Having done three books now and spent time working on three others that didn't make the cut, I'm often surprised at what works and what doesn't. I've crafted many prompts I thought would generate perfectly on the first gen, only to abandon them after many unsuccessful subsequent gens. And then there are those prompts I thought wouldn't work but ended up working so well, minimal or no modifications were needed. Let's look at some examples.
It's a Beaver's Tale
One of the animals I was going to include in "If Animals Had Jobs 3" was a beaver (who actually replaced another animal from my original set that didn't sit with me after I actually finished the book. Anyway...). Since the series is aimed at a young audience, I went with a beaver with its well-known attributes and industrious habits. The prompt went something like:
"...a beaver working as a lumberjack surrounded by cut trees."

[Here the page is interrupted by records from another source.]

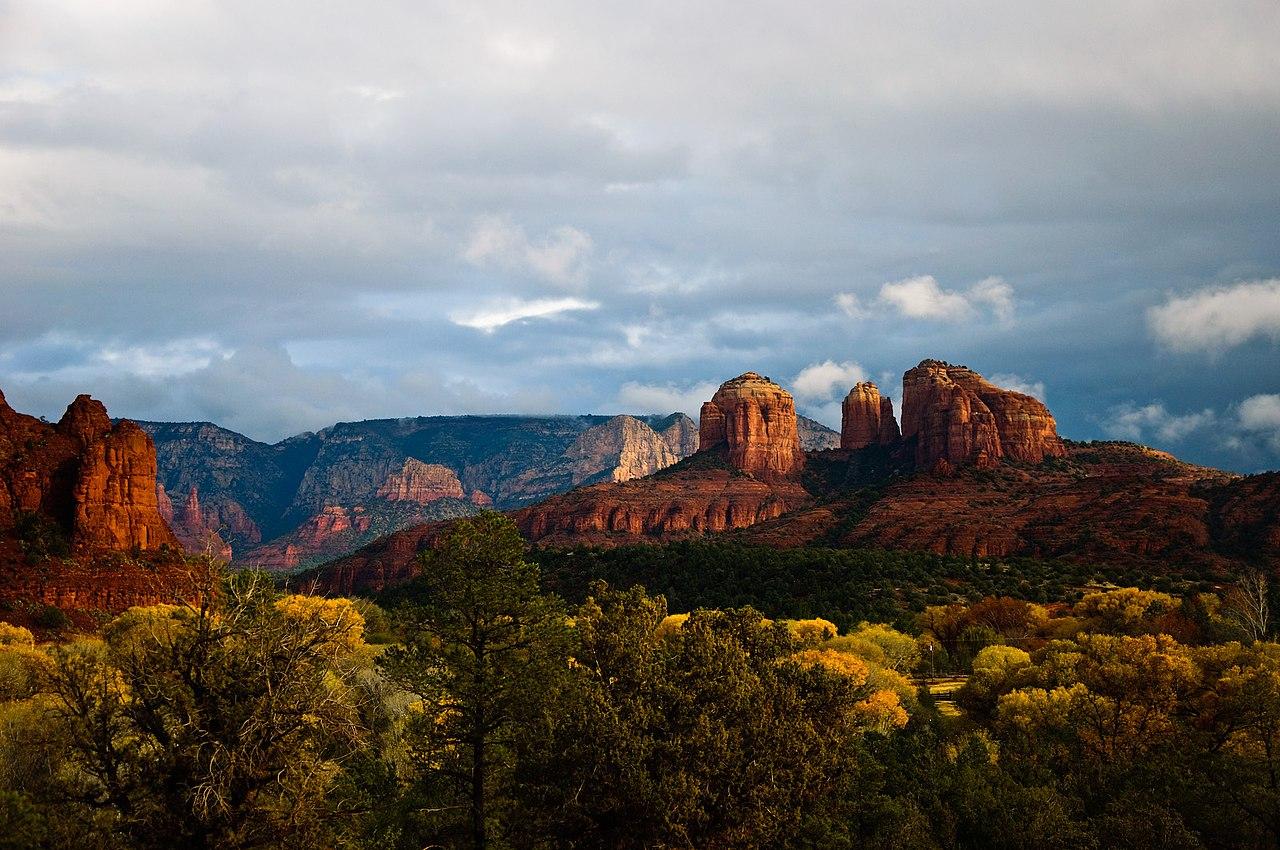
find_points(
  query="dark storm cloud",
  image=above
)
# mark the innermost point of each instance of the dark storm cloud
(278, 215)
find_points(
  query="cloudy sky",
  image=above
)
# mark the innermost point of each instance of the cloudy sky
(275, 215)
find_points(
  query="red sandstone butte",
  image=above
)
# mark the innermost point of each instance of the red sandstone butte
(958, 416)
(757, 420)
(867, 419)
(95, 479)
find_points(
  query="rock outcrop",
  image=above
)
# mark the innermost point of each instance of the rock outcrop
(816, 437)
(94, 479)
(624, 447)
(115, 493)
(755, 419)
(421, 483)
(679, 433)
(867, 419)
(688, 503)
(80, 516)
(956, 416)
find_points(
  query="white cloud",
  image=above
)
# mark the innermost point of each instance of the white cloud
(1260, 416)
(1132, 423)
(164, 360)
(664, 398)
(558, 257)
(1219, 318)
(498, 314)
(1019, 384)
(1260, 412)
(851, 305)
(996, 295)
(375, 94)
(819, 382)
(922, 297)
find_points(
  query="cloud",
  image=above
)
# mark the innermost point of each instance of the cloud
(1217, 318)
(1132, 423)
(558, 257)
(1019, 384)
(1260, 416)
(851, 305)
(503, 312)
(664, 398)
(819, 382)
(375, 94)
(922, 297)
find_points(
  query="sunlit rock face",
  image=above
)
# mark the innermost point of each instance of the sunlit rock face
(95, 479)
(867, 419)
(958, 416)
(757, 420)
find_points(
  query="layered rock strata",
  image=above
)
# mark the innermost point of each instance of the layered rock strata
(94, 479)
(867, 419)
(958, 416)
(755, 420)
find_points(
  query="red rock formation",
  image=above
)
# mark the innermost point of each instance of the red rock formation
(327, 534)
(867, 419)
(757, 420)
(624, 446)
(96, 480)
(196, 528)
(383, 563)
(421, 483)
(684, 505)
(97, 484)
(115, 492)
(956, 416)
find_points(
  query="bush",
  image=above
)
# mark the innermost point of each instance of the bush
(40, 537)
(51, 617)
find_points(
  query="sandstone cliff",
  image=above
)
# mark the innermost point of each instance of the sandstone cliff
(816, 437)
(755, 419)
(80, 516)
(867, 419)
(421, 483)
(956, 416)
(686, 503)
(94, 479)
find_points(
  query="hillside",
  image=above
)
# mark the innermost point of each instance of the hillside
(976, 471)
(323, 494)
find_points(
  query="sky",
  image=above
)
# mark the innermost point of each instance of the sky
(279, 215)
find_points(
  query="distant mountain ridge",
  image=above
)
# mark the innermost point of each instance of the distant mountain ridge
(321, 494)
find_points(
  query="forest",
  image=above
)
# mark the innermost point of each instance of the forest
(689, 695)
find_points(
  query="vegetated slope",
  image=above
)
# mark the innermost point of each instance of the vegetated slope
(976, 471)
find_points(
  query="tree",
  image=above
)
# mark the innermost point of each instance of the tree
(218, 726)
(709, 735)
(1247, 604)
(483, 649)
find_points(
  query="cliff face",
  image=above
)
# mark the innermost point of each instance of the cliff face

The original gen is the first image. Hmm...not bad. I modified this image by changing the backgrounds with additional generations. In the end, however, the feel of the image felt out of place with the rest of the book's illustrations. So, back to the drawing board and a few more generations with a modified prompt.
Nice images, and getting closer, but the images looked too much like they came right out of some nature magazine. So, I gave our industrious rodent some lumberjack clothes, changed up his style, and placed him in a few different backgrounds.
All fine, but still not what I wanted. I didn't think I was going to get what I was going for, so it was time for Mr. Beaver to retire from his lumberjacking ways. Perhaps we'll pull him out of retirement at some point in the future.
Jumping for Joy
Here's one image that took a single prompt, no additional variations, and no editing. We have a Goliath frog performing his duties as a singer in a heavy metal band. All hail heavy metal! From book 3:
"A Goliath frog could be a heavy metal singer."
Writing is a Lonely Job. Especially for a Dragon.
Some images require multiple generations from multiple prompts, several different prompts, variations of all the prompts, and additional post-gen editing. Here's one such example. From book 3:
"A Komodo dragon could be a fantasy writer."
I liked the last variation and went with that. Some of the lizards didn't look like Komodos and you can see where the AI was going with the second image, which is interesting.
Now I needed a way to convey that the Komodo dragon was a fantasy writer. Initially, the thought was to show him, well, deep in thought about a typical looking dragon. A few prompts later, I had a dragon that fit the bill. Now, the background of the Komodo dragon had to be removed, a thought balloon generated and added, the fantasy dragon re-generated and extended to fit the balloon, and then all mashed together to get the final result.
Hmm...the concept and look of Mr. Komodo worked for me, but not the end result. Back to the generating board! This time, instead of our scribe thinking about a dragon, I'll adorn his writing cave with pictures of dragons. First, I needed to generate images of dragons in picture frames.
These weren't bad, but even when extending the generation, the frames weren't quite right. And I didn't like the looks of the dragons. So, I generated several empty picture frames and additional dragons to go with them.
Putting it all together, we get the finished page that's in the book.
Note: There were many more generations and images before landing on the final result than what I'm showing here.
AI is here to stay. I find it incredibly useful, not only for supplementing certain stories, but in my everyday workflow. Give it a shot! But temper those expectations!